A Night Terror, also known as pavor nocturnus, is a parasomnia sleep disorder characterized by extreme terror and a temporary inability to regain full consciousness. The subject wakes abruptly from slow-wave sleep, usually in the first third of the night, with waking usually accompanied by gasping, moaning, or screaming. It is often impossible to fully awaken the person, and after the episode he or she normally settles back to sleep without waking. In the morning, the person usually will not recall the experience. Night terrors typically occur during non-rapid eye movement sleep.

Night terrors are not dreams. The lack of a dream itself leaves those awakened from a night terror in a state of disorientation much more severe than that caused by a normal nightmare. This can include a short period of amnesia during which the subjects may be unable to recall their names, locations, ages, or any other identifying features of themselves.
Night terrors can occur rarely or as often as every night, and may be associated with physical injury to the patient in the most severe cases. If you are concerned, consult a sleep specialist,

Finally, Sleepwalking.

Sleepwalking, or somnambulism, is by definition when a person carries out normal waking activities during sleep. It usually occurs earlier in the night than REM or dreaming sleep and is not in fact associated with a dream, contrary to popular belief. In fact, while it occurs most commonly with slow wave sleep it can happen in any stage of non-REM sleep. Because children and young adults spend far more time, up to 25%, in SWS than older adults, it may account for why sleepwalking is more common in the young than as we age.
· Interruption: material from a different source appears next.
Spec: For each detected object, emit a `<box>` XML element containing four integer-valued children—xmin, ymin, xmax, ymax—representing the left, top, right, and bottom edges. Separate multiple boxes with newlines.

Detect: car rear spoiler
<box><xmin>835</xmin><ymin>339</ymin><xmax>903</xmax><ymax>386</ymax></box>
About 18% of the population are prone to sleepwalking, with it more prevalent in boys than girls and the highest incidence at age 11-12.

Sleepwalkers do not remember their somnambulistic behaviors and so most episodes are forgotten unless recorded by an onlooker or sleep lab.

A large range of behaviors may be indulged in during somnambulism, from standing up and walking to murder (the last has always been controversial) but some people will eat while they are asleep and wake in the morning only to find empty food containers and no memory of having eaten. Others may injure themselves because they trip and fall while walking through a darkened bedroom. Both hypnosis and medications have proved helpful.